The same protocol was used for eDNA extraction, but without the bacterial membrane destruction step. The quality and quantity of the DNA and eDNA samples was assessed using the Agilent 2200 TapeStation [Agilent Technologies, California, USA] was done using gDNA and eDNA36.
Next-generation sequencing of DNA.
eDNA and gDNA samples from bacteria such as BCG, M. intracellulare,Mtb and M. avium were sequenced by MiSeq Illumina sequencer.
Sequencing libraries were prepared using Nextera XT DNA Library Prep Kit (Illumina Inc., San Diego, CA, USA) according to the manufacture’s procedure and purified by AMPure XP beads (Beckman Coulter Inc., Brea, CA, USA). The DNA concentration of each purified library with adapters was measured by QubitTM Fluorometer with Qubit dsDNA HS assay kit (Thermo Fisher Scientific Inc., Waltham, MA, USA) and the library size was checked by Agilent 2100 Bioanalyzer with High Sensitivity DNA kit (Agilent Technologies, Santa Clara, CA, USA). Based on the measured DNA concentration and the size, the molarity of each DNA library was calculated and normalized to 4 nM. Each 4 nM DNA library was pooled and sequenced by the MiSeq system with MiSeq Reagent Kit v3 (Illumina) by following the manufacture’s instructions.

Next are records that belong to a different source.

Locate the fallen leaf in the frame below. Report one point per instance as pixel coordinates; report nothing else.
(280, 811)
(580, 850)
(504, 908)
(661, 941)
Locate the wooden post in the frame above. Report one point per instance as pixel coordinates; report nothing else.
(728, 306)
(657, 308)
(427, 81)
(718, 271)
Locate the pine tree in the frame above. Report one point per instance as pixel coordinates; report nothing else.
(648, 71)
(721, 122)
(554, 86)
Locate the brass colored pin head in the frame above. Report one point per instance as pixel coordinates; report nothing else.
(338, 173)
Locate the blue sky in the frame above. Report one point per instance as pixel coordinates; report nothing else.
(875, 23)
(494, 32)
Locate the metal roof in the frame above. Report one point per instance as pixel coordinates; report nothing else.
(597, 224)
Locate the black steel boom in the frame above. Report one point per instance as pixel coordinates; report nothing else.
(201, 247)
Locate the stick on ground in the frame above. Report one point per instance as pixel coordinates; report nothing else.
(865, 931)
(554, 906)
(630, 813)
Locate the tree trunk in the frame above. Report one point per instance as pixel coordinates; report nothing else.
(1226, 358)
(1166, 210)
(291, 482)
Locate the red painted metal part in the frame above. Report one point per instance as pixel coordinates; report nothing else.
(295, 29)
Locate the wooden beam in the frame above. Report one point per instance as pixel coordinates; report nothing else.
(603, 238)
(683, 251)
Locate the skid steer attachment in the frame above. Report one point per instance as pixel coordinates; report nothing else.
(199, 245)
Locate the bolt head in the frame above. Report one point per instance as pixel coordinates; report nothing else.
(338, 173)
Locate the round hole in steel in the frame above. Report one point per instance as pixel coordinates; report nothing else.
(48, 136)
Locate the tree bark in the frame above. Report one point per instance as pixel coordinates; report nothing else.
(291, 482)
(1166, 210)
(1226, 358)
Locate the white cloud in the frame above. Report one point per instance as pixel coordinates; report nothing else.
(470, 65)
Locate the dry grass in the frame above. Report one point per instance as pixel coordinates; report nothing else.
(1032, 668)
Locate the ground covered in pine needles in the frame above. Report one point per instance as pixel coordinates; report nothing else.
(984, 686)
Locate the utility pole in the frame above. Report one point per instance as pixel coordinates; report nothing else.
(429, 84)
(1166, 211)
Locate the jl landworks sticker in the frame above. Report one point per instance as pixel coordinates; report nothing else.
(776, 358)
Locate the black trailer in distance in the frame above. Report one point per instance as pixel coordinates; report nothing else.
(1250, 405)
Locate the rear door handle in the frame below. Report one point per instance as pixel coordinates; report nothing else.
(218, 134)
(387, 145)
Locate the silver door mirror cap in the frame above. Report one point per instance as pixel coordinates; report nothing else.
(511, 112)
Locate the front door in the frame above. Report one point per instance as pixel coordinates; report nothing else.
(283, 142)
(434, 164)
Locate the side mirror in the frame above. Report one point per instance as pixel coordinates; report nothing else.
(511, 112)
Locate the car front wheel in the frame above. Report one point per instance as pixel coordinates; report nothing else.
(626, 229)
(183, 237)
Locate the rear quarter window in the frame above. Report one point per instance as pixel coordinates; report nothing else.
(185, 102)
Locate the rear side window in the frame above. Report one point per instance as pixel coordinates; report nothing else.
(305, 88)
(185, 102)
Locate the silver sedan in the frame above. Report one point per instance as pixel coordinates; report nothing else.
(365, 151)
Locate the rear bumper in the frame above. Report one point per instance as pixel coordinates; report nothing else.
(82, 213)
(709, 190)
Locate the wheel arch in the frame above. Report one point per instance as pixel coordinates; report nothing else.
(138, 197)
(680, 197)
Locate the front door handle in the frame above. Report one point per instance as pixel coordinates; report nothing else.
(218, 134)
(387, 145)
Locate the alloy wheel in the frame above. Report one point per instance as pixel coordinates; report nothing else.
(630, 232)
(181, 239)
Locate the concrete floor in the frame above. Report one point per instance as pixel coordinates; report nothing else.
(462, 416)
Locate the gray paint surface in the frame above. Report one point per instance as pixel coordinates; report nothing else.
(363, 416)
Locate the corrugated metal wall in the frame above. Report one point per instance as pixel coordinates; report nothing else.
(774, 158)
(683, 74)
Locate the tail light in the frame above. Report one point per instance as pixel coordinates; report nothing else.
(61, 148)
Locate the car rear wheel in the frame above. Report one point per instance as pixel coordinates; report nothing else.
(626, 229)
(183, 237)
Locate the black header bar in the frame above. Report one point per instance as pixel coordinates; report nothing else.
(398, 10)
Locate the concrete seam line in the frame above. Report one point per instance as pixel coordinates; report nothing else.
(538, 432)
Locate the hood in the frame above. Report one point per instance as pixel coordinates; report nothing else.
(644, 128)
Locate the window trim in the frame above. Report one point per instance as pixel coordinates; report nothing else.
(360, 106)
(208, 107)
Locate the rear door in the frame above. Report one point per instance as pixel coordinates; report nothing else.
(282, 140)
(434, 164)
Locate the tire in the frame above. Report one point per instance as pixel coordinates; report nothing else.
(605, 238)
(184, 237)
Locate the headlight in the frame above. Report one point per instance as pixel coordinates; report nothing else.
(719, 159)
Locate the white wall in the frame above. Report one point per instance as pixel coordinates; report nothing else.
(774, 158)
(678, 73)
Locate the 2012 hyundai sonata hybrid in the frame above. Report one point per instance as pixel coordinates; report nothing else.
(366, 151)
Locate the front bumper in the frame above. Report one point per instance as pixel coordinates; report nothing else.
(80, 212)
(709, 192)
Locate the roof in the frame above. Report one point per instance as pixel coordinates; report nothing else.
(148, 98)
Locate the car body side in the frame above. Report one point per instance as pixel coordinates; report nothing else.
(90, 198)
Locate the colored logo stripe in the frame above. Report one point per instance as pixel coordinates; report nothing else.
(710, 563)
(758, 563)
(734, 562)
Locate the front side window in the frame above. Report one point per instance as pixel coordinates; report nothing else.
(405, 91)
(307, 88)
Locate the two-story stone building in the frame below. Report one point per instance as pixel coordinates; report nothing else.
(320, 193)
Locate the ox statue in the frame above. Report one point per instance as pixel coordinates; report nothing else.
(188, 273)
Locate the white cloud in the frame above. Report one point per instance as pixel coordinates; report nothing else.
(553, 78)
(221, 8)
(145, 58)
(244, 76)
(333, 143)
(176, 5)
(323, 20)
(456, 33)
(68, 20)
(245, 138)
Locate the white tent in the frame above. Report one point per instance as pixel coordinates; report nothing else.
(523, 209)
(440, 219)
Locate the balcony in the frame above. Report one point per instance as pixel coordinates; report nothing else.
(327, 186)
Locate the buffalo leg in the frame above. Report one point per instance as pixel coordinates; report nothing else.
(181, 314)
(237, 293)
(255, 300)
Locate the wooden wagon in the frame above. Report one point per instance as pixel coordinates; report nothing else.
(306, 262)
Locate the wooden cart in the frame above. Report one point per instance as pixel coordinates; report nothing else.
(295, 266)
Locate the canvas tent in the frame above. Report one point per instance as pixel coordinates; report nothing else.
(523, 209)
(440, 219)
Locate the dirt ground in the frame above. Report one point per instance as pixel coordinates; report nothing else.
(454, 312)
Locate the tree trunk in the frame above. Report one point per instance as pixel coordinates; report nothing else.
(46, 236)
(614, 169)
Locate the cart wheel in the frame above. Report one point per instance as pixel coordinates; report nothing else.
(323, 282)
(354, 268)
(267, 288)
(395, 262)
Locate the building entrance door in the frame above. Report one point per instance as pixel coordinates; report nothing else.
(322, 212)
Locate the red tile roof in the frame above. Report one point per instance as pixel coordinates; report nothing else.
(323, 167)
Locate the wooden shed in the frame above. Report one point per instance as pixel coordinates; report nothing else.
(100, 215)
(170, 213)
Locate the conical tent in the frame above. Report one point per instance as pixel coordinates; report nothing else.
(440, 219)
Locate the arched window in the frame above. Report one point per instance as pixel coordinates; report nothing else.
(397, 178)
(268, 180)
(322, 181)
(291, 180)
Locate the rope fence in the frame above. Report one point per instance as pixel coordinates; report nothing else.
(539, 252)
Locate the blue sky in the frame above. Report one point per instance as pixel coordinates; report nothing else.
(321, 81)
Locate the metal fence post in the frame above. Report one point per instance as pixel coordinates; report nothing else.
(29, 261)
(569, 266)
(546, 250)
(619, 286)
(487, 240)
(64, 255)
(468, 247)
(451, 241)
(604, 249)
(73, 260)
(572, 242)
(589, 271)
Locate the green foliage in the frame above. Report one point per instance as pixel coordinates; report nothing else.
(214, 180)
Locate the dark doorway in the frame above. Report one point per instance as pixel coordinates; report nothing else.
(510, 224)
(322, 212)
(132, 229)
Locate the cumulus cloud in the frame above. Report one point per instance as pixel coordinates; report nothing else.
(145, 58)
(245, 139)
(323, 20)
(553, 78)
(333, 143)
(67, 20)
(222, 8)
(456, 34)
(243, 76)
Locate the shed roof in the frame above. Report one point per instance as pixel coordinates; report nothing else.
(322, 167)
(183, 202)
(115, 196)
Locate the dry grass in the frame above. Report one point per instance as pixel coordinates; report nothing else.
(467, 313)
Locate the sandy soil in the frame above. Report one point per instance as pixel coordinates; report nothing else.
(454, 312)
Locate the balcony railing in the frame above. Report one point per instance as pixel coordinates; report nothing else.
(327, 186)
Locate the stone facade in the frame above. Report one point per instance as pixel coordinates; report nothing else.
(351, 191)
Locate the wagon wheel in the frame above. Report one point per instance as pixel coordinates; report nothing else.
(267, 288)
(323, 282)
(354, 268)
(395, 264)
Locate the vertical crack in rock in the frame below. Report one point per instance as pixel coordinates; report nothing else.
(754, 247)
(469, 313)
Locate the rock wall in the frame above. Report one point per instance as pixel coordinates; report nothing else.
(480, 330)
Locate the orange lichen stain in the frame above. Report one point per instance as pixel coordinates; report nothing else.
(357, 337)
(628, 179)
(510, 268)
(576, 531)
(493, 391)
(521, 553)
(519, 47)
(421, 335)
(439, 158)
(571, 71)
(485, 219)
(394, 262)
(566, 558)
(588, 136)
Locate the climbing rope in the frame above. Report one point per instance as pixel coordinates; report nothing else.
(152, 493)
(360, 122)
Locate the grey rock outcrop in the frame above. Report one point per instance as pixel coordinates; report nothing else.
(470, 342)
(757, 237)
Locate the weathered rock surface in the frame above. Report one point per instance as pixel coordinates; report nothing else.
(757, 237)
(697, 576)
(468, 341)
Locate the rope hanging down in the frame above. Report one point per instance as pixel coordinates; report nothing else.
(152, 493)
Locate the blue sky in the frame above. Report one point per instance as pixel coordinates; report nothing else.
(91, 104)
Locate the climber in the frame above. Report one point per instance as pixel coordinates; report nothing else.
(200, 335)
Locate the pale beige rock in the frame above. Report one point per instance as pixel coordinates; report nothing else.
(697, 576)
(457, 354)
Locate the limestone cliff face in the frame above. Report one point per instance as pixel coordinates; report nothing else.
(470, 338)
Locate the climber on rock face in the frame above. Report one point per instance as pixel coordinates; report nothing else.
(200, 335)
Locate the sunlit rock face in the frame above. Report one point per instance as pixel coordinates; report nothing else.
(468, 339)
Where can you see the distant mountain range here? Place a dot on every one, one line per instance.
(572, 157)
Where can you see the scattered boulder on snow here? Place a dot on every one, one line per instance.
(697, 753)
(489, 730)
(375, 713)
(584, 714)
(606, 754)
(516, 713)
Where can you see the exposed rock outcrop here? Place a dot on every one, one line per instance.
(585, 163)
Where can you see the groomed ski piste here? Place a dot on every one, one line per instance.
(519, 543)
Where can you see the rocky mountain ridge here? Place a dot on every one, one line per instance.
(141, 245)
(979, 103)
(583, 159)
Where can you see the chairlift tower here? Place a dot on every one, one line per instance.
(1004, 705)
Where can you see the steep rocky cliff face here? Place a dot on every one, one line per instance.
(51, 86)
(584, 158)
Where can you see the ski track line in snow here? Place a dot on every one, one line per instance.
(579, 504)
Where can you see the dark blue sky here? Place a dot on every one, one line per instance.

Comparison of gDNA and eDNA.
The genomic sequences and the annotation data of BCG (BCG Tokyo), M. intracellulare (ATCC 13950), Mtb (H37Rv), and M. avium (104) were obtained from the release 40 of Ensemble Bacteria37. The paired-end sequences of gDNA and eDNA samples were filtered using Sam tools39 with maxi parameter of 0.5. The filtered sequences were mapped to each Mycobacterium species genome using BWA38. The number of reads mapped for each gene was calculated using feature counts40. The counts were then normalized by the total read number in a sample, yielding the relative abundance of a gene in a sample. The abundance ratio of eDNA to gDNA was calculated by dividing the relative abundance of eDNA by that of gDNA.
UNIANOVA statistics was performed using IBM SPSS 22.0 software (SPSS, Chicago, IL, USA). Data was analyzed using Games-Howell post-hoc test, Wilcoxon/Kruskal-Wallis non-parametric test, and Student t-test. Differences were considered significant when the P-value was <0.05.